Some pets may show no outward signs of periodontal disease, others may be severely affected. Signs of periodontal disease in dogs and cats may include:
- Halitosis (bad breath)
- Calculus/tartar accumulation
- Loose teeth or discolored teeth
- Excessive drooling
- Reluctant to play with toys
- Difficulty eating or refusing hard food/treats
- Being "head shy" (reluctant to petting of the head/examination of the mouth)
- Change in behavior (lethargy, aggression)
- Bleeding from the mouth
- Swelling of the face near/around the mouth
- Chronic sneezing or nasal discharge
Initially a veterinarian conducts a thorough oral exam to see if there are any identifiable abnormalities prior to surgery. A COHAT (comprehensive oral health assessment and treatment) is then scheduled to address any abnormalities identified and look for others. This surgical procedure is performed under general anesthesia. Dental radiographs should be performed on each patient to assess structures beneath the gingiva (tooth roots, maxilla/mandible, etc.). This allows for the identification of tooth root abscesses or fractures, unerupted dentition, neoplasia, or fractures of the maxilla/mandible that may not be visible on to the naked eye. After radiographs are obtained, a treatment plan is formulated to address any extractions necessary, biopsies, or referral to a board-certified veterinary dentist if needed (i.e neoplasia, jaw fractures, advanced endodontic care). Probing and ultrasonic scaling and polishing also are preformed on each patient.

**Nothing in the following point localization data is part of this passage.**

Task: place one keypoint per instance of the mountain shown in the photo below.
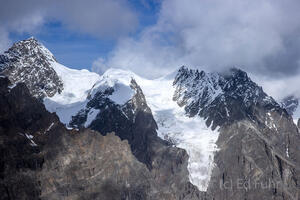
(83, 91)
(41, 159)
(199, 135)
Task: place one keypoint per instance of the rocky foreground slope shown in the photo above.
(238, 142)
(41, 159)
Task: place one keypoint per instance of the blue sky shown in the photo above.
(79, 50)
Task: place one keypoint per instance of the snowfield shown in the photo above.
(190, 134)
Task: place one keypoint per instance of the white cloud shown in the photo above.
(4, 40)
(214, 34)
(100, 18)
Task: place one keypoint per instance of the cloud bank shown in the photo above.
(257, 36)
(100, 18)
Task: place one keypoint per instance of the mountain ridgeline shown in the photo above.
(73, 134)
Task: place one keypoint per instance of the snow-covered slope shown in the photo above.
(174, 125)
(81, 87)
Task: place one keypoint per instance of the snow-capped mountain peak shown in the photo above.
(218, 97)
(29, 61)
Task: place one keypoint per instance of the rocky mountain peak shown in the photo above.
(218, 97)
(30, 62)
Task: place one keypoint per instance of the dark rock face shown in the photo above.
(219, 98)
(258, 156)
(290, 103)
(40, 159)
(134, 122)
(29, 62)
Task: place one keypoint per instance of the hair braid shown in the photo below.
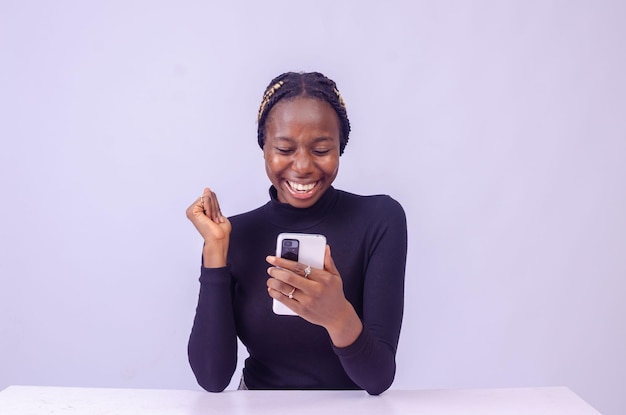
(303, 84)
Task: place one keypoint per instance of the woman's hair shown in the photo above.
(311, 84)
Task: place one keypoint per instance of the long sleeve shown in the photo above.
(212, 348)
(370, 360)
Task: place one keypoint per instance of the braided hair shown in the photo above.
(303, 84)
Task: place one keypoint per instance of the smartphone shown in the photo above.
(306, 248)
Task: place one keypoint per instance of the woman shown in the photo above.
(350, 312)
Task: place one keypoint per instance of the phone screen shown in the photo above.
(290, 249)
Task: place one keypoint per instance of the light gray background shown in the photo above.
(499, 125)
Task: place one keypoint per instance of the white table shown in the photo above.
(23, 400)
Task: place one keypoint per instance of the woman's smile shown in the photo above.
(301, 149)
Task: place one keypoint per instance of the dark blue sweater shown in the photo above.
(368, 240)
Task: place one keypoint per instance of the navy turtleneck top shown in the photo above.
(368, 240)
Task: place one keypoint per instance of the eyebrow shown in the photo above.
(315, 140)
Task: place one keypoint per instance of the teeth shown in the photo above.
(301, 187)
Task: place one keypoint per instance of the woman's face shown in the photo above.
(301, 149)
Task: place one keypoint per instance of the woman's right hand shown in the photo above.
(206, 216)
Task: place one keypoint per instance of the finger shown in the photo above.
(289, 278)
(283, 263)
(281, 287)
(329, 263)
(211, 206)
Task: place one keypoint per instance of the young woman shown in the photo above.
(349, 313)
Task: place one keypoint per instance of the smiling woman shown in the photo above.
(348, 314)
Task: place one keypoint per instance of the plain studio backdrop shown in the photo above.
(499, 125)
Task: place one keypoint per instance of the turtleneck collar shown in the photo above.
(299, 219)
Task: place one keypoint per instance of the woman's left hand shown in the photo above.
(319, 298)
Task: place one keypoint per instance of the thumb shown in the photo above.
(329, 264)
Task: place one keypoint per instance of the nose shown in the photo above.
(302, 162)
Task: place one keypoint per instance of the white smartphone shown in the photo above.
(306, 248)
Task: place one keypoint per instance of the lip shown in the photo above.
(302, 195)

Preventive care is imperative to prevent the progression of periodontal disease following a COHAT. This should ideally start from puppy/kittenhood so the patient becomes accustomed to it. The American Veterinary Dental College recommends brushing teeth at least 3 to 4 times weekly. This helps decrease plaque/tartar formation and allows for you to examine the mouth on a weekly basis. There are numerous products available to use in addition to weekly brushing, such as water additives, dental chews/treats, dental wipes, and prescription dental diets. You can research products approved by the VOHC (Veterinary Oral Health Council) for use in dogs and cats at the following websites:
Non-anesthetic "dentals" being performed by veterinarians or non-veterinarians is increasing. The American Veterinary Dental College (AVDC) and American Veterinary Medical Association (AVMA) do not support the use of non-anesthetic dental cleanings, as they do not allow for examination or cleaning beneath the gumline, which is where the majority of periodontal disease lies. It also does not allow for the proper treatment of diseased teeth through extraction, root canal therapy, etc. It is merely a cosmetic procedure, removing visible tartar without addressing the true underlying issue of periodontal disease.